職業経験ゼロの“真っ白”な新卒に年収1000万円
新卒年収がNEC1000万円超、くら寿司1000万円——。
従来の日本企業の常識を越える新卒年収を提示する企業が相次いでいる。ソニーも6月から新入社員に最大730万円を支払う仕組みを導入している。いずれも条件が限定された一部の採用である。
グーグルなど外資系企業ではこうした提示は珍しくないが、あくまで一定の就業スキルや博士号などを持つ専門人材に対する待遇だ。
これまで日本企業は、職業経験のない“真っ白”な学生の潜在能力のみを見て採用してきた。入社後に5~7年程度の育成期間を設定し、その後の実力で昇給・昇進が決まり、給与差がつくのが普通だ。
ただ、基本的には日本企業の賃金は年功序列と言われるものの、2000年初頭からすでに崩れ始めている。少なくとも30代前半から給与の格差が大きく拡大している。

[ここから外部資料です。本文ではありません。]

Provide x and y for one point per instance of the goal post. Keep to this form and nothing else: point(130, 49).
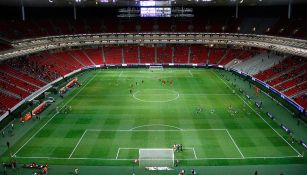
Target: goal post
point(152, 68)
point(156, 157)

30代以降は給与格差が大きいが、育成期間の20代は差がなかった
2012年に産労総合研究所が上場企業約200社を対象に実施した同一企業内の平均給与格差(大卒総合職)を見てみよう(下記はいずれも、諸手当を含む所定内賃金の格差)。
●同一企業内の月給格差(上場企業約200社を対象)
35歳9万8000円
40歳15万円
45歳17万2000円
50歳20万円
賞与を月給の5カ月として計算した年収格差にすると35歳で約167万円、40歳で255万円、50歳で344万円になる。
この格差、従業員規模が大きいほど拡大するのも特徴だ。同調査によれば、1000人以上の企業だと、35歳で月12万4000円、40歳で月24万2000円の格差が発生する。同期入社でもこれだけの格差があるのだ。もはや年功序列とは呼べないかもしれない。
ただし唯一の例外が育成期間中の20代であり、それほど格差がつかないので年功序列と言っていいだろう。そうした日本式の「慣例」の中にあって新卒に1000万円とは破格である。
従業員1000人以上の大企業の電機産業の50歳(大卒総合職、勤続28年)のモデル年収が1006万円(中央労働委員会調査、2018年)。中堅企業であれば部長クラスに相当する年収であり、電機大手の親世代と同じ年収をもらうことになる。